Using the NVIDIA Mellanox InfiniBand Drivers

The DGX software stack for Red Hat-derived operating systems does not include the Mellanox OpenFabrics Enterprise Distribution (MLNX_OFED) for Linux. This is to ensure that the MLNX_OFED driver is in sync with the Red Hat distribution kernel. This section describes how to download, install, and upgrade MLNX_OFED on systems that are running Red Hat Enterprise Linux.

Determining the MLNX_OFED Version to Install

NVIDIA validates each release of NVIDIA EL7 software with a specific MLNX_OFED version. Consult the NVIDIA EL7 release notes for the recommended MLNX_OFED version to install for a particular version of NVIDIA EL7 software.

The following table provides a quick reference for tested versions.

Red Hat Enterprise Linux Version MLNX_OFED LTS Version
7.9 4.9-2.2.6.0
7.8 4.9-0.1.7.0
7.7 4.7-3.2.9.0

Installing the NVIDIA Mellanox InfiniBand Drivers

This section describes how to install MLNX_OFED on systems that do not yet have it installed. It is imperative that a validated MLNX_OFED version is used for the RHEL version that the DGX system is running. Note that the “yum update” command that is run before installing the NVIDIA driver will update the system to the latest Red Hat Enterprise Linux version.

  1. Determine which version of Red Hat Enterprise Linux is installed on the DGX system. cat /etc/redhat-release
  2. Determine the appropriate MLNX_OFED software bundle to install..

    Refer to Determining the MLNX_OFED Version to Install.

  3. Download the MLNX_OFED software bundle.
    1. Visit the Linux InfiniBand Drivers page, scroll down to the Download wizard, and then click the LTS Download tab.

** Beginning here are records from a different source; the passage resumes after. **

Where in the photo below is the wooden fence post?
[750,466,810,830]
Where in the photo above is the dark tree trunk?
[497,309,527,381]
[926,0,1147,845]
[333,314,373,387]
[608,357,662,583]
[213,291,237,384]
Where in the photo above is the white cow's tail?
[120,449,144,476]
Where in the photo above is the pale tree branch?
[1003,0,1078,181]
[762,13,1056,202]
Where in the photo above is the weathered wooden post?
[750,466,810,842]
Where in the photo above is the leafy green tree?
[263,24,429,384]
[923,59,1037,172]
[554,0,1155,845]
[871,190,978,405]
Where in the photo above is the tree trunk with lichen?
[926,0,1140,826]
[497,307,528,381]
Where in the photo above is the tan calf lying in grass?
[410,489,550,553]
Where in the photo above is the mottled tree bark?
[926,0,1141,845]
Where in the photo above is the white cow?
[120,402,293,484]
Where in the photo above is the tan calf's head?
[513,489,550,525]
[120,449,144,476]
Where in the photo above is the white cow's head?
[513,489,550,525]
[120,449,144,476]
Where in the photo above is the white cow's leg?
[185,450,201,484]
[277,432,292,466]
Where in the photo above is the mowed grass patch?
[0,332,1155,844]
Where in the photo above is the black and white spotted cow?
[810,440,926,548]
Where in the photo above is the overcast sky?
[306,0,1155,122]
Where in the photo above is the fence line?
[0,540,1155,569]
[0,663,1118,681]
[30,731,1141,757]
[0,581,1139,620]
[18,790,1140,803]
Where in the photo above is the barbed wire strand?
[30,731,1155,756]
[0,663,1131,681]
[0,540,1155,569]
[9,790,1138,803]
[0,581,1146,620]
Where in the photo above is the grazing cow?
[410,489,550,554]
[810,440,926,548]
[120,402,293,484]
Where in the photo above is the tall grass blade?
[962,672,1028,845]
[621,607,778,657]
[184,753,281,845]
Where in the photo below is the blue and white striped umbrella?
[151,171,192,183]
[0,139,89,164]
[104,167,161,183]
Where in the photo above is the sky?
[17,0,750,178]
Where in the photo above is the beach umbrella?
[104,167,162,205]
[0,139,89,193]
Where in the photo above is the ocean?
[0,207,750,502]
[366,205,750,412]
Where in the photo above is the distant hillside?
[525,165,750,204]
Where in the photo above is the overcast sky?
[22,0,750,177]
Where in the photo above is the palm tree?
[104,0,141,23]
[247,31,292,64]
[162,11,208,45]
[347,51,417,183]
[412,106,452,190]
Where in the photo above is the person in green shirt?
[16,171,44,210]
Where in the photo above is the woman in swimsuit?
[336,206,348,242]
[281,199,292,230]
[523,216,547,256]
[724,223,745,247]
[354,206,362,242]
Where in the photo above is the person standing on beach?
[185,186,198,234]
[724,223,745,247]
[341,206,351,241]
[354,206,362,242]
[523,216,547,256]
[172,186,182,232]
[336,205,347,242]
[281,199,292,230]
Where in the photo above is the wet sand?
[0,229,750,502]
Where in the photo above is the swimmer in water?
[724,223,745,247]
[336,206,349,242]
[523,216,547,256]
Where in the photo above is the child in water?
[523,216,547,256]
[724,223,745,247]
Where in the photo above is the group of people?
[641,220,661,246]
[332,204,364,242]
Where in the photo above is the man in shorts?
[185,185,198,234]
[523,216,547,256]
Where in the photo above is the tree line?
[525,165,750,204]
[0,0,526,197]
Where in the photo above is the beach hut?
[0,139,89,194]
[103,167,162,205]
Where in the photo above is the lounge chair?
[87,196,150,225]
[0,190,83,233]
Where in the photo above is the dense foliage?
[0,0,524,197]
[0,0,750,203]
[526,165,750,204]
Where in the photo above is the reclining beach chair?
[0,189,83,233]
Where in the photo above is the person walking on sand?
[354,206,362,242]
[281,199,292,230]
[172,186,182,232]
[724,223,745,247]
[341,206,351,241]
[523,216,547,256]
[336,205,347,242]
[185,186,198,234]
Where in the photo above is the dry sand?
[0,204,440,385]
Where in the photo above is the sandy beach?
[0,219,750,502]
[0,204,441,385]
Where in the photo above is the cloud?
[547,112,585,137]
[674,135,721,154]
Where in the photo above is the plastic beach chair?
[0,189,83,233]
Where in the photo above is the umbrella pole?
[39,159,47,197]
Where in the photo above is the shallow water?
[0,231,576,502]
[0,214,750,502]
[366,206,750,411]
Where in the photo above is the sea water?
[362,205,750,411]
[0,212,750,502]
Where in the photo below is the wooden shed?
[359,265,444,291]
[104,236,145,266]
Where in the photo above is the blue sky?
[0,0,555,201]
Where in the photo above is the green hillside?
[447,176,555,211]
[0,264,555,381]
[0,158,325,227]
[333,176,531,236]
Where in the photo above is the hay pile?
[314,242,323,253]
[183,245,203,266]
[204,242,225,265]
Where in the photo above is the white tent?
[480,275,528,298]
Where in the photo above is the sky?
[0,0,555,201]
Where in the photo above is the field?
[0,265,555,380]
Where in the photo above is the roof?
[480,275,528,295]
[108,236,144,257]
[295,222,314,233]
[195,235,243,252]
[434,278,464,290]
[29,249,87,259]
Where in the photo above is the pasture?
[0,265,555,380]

      NVIDIA EL7 software is tested only with LTS versions of MLNX_OFED.

    2. At the MLNX_OFED Download Center matrix, choose
      • The version to install (you may need to select Archive Versions),
      • RHEL/CentOS (under OS Distribution), and
      • The relevant OS Distribution Version and Architecture.




    3. Click the desired ISO/tgz package.

      To obtain the download link, accept the End User License Agreement.

  4. After downloading the correct MLNX_OFED software bundle, proceed with the installation steps.
    1. Re-visit the MLNX_OFED Software Releases site and select the MLNX_OFED software version you intend to use.
    2. Use the side menu to navigate to Installation->Installing MLNX_OFED, and follow the instructions.
  5. Install nvidia-mlnx-config.
    sudo yum install -y nvidia-mlnx-config
  6. Install kernel headers and development packages for your kernel.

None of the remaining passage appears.